Pence did not specify which UN programmes would be cut, but noted that the administration of former President Obama sent over US$1 billion in humanitarian aid to the Middle East through various UN programs, while Christian groups with “proven track records and deep roots in these communities” had funding requests denied by the UN.
He said that persecuted Christians had not been getting the relief they need, but that “those days are over”, promising that “the US will work hand in hand from this day forward with faith-based groups and private [organisations] to help those who are persecuted for their faith”.
At its 2016 national convention, IDC called for a “protected area” in Iraq’s Nineveh Plains for Christians and other minorities after the defeat of the Islamic State group.
In the UK, Major-General Tim Cross, a senior figure in the planning of the 2003 invasion of Iraq, has said that a lack of religious literacy within the Foreign Office and the Department for International Development (DfID) is evident “in the way aid was being given to the region, by DfID and others, largely to camps run by the UNHCR”.

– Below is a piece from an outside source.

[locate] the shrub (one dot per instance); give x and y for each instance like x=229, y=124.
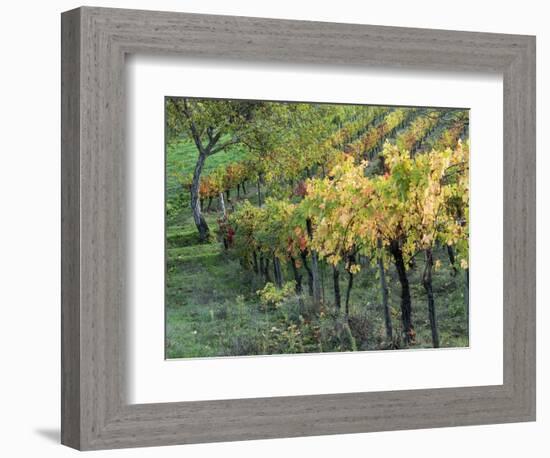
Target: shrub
x=272, y=297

He continued: “They don’t understand that for most of the minorities in the Middle East, who have suffered terribly over the last few years, they will not go into the camps because they’re too scared to do so.” Very little aid is reaching Iraq’s non-Muslims, such as its Christians, he said, “and we’ve seen the numbers of these minorities fall dramatically in the last few years.”
The Hungarian government this month held a conference in which it reported that it has targeted support directly through local churches, giving 1.9 million Euros towards the rebuilding of 200 homes in Tel Skuf in northern Iraq.
Yesterday, all the Christian families who had returned to those homes, after Tel Skuf was one of the first villages to be retaken from IS in November 2016, had to flee again – after fighting threated to erupt between Iraqi government troops and the Kurdish Peshmerga forces who’d liberated the village from IS.